In Zhang’s study, the gender of the moderator did not change the mood of the audience. But perhaps there are strategies brokers can adopt to make a difference. Sandstrom believes moderators need to find ways to make everyone feel comfortable asking questions.
It has been observed that when a man asks the first question, fewer women come forward with questions after that. It’s as if the first question sets the tone for the rest of the session.
Perhaps the solution is for the moderator to choose a woman to ask the first question – preferably younger. Of course, this only works if there are some younger women raising their hands in the audience.
When I’m moderating a talk and no women come forward to ask the question, I sometimes tell the audience about research in this area and ask frankly if any women would like to ask the first question.

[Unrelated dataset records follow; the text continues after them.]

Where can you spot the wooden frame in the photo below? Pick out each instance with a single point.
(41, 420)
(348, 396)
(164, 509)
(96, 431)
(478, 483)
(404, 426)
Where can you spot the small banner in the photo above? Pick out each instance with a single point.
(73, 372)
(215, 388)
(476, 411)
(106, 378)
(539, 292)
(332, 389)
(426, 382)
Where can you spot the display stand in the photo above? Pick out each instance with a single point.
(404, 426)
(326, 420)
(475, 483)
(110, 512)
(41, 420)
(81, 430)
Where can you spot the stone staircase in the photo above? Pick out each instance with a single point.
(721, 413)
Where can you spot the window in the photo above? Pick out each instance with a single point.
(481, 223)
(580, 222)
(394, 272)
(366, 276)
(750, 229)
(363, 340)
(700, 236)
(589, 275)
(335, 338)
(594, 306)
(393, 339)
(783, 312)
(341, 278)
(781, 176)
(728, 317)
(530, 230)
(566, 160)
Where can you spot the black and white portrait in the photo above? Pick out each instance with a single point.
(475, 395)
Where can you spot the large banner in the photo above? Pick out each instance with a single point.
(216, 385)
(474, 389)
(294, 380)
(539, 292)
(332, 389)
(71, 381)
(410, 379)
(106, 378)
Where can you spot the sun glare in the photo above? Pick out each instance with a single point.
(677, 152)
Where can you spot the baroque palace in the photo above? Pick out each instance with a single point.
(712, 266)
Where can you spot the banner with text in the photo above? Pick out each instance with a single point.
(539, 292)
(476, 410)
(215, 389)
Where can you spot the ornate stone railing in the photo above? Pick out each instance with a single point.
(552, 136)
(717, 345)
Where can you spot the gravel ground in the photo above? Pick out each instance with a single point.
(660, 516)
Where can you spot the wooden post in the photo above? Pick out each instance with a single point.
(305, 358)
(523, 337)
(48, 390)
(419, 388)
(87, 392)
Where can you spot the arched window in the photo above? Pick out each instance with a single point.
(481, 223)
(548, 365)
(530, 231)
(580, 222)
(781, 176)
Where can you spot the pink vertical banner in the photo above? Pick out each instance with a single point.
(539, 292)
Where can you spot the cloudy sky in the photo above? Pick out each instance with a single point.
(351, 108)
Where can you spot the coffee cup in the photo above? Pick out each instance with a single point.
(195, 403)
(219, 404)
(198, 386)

Zhang’s research reveals another possible solution: taking a short break between the keynote speaker and the start of the question-and-answer session. This is smart technology. It allows people to practice their questions with their neighbors in the audience.
I tried this alternative and was able to get a lot of questions. People can check whether their questions are good, or whether they were not discussed in the lecture while they were not paying attention.
It has also been found that women ask more questions in longer sessions. I know that not everyone will agree with this idea, but it might be helpful to devote more time to questions at the end of lectures.
Currently, we rely on research conducted in academic situations. It would be interesting to see if the same thing also happens at public events.
The advantage of these techniques is that they help not only women, but all people who may feel marginalized and less willing to speak out.